Discord is a powerful platform for community engagement used by over 4,000 organisations and 614 million users. There are already many dedicated church groups on the platform. Discord’s strengths lay in community building, rather than content creating. It is similar to having a dedicated Facebook or WhatsApp group, but with added customisation and features. The appearance of Discord is much like a group-chat with dedicated areas to discuss specific things. This is why some say having a Discord server is much like having your own social platform.

Your church can make channels for specific topics such as Bible Study, Music  or Admin. It’s highly accessible with both speech and text functions. As an alternative or supplement to newsletters, automatic announcements can be sent to your congregation. With this Discord feature you can send prayer and service reminders. Furthermore, you can live stream services allowing your congregation to respond in real-time. Best of all, the platform can automate tasks and enhance moderation, contributing to a positive online environment.
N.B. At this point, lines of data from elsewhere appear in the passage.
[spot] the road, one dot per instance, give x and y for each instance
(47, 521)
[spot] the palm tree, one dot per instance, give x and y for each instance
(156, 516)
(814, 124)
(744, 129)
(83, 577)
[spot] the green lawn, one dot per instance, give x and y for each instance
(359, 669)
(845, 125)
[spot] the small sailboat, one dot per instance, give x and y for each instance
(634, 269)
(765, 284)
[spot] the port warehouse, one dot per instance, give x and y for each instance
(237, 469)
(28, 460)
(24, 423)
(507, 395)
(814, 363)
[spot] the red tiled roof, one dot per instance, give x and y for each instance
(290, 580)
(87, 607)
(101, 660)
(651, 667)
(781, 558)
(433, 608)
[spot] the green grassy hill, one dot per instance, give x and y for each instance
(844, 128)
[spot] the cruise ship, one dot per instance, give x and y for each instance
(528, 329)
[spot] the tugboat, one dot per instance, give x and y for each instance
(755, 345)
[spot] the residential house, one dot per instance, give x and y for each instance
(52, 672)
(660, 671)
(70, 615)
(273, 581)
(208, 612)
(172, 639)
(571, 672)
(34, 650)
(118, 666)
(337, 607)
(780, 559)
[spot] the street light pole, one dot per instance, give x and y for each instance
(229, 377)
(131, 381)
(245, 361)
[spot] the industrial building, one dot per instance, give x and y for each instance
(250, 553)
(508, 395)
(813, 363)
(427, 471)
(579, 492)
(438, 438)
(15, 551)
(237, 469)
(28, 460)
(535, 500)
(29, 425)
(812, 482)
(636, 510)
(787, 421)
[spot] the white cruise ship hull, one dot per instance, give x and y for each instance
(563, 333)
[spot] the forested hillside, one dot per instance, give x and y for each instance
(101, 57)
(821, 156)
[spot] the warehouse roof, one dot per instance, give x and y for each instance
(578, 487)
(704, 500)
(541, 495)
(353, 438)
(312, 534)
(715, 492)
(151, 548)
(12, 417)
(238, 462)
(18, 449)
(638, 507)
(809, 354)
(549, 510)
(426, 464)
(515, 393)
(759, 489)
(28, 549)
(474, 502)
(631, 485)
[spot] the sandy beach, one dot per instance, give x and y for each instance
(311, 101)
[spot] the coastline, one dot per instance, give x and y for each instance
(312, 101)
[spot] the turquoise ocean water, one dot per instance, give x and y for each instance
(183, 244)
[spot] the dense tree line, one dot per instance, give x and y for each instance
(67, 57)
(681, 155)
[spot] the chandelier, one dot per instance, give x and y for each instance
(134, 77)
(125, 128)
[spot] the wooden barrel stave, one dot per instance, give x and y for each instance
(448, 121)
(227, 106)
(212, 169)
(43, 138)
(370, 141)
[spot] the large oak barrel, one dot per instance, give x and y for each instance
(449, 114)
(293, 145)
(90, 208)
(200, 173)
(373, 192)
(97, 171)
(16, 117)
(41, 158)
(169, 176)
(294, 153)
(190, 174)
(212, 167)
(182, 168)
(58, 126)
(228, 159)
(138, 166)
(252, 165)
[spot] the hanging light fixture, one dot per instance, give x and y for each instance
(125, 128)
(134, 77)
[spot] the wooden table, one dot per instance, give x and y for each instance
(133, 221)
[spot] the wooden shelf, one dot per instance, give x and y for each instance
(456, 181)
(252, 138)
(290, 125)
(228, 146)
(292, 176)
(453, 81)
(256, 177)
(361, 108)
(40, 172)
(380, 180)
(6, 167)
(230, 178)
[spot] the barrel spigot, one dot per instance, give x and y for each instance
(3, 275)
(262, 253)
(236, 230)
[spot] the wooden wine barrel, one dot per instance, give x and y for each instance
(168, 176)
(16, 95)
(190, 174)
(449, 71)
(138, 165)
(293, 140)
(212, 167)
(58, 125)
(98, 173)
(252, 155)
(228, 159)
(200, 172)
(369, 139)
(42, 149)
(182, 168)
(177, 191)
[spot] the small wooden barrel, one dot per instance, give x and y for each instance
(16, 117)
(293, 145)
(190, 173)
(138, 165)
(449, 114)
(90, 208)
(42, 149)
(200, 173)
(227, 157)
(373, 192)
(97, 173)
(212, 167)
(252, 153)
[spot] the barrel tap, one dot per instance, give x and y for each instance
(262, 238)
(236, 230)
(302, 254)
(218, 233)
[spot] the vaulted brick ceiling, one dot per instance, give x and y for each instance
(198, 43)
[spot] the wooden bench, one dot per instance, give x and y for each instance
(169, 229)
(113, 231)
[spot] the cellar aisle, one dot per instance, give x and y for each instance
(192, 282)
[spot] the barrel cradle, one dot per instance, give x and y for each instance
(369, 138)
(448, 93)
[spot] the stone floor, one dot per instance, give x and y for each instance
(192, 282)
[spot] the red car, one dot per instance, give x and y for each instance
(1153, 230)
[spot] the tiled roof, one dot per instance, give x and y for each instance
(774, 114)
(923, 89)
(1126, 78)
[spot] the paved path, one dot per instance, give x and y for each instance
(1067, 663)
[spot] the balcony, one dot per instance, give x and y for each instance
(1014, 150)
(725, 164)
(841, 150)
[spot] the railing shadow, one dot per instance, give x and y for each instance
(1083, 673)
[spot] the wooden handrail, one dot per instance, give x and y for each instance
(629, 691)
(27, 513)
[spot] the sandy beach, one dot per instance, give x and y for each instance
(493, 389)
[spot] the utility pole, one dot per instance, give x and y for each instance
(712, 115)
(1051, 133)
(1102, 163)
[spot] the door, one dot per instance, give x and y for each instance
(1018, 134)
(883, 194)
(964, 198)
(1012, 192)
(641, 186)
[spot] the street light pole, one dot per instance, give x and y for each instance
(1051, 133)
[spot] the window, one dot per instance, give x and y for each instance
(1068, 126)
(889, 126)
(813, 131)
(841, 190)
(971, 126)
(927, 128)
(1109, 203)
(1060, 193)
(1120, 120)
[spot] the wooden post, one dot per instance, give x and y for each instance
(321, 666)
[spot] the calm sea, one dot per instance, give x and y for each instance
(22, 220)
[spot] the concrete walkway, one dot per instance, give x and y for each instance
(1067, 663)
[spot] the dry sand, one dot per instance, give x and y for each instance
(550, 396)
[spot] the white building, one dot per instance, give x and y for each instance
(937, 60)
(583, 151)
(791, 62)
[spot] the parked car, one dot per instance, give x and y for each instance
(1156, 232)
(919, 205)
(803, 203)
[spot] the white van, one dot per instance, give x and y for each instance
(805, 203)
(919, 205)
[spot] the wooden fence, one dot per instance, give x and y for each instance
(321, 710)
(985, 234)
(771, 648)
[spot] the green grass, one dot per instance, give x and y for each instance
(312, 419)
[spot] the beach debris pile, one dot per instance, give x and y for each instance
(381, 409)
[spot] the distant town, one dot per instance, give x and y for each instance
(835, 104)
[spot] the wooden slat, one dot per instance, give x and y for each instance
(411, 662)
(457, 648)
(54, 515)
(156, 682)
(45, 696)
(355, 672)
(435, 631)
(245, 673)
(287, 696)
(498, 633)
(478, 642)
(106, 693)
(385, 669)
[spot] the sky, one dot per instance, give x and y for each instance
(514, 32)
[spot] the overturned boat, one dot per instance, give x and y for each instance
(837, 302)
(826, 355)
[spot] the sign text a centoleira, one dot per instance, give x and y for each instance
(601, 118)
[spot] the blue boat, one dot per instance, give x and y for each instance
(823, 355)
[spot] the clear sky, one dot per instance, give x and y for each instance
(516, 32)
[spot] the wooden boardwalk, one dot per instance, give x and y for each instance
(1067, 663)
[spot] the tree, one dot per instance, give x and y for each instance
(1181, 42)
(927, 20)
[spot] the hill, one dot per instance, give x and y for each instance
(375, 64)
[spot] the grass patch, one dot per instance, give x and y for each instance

However, Discord requires committed users to moderate channels and promote it. Furthermore, as a unique platform, it may be a steep learning curve for your congregation. 

 

screenshot of Discord

Conclusion:

As more and more churches develop their social media presence, exploring platforms beyond the ‘usual suspects’ can provide fresh opportunities for connection and growth. Each platform offers a unique set of features and caters to different demographics. By strategically using these platforms, you can diversify your online presence, and reach more people in your community.  

Take some time to reflect on what you’d like to achieve on social media – what you feel your church’s purpose on these platforms is and who you’d like to reach. Thinking through these questions will allow you to find the best platforms suited to your mission.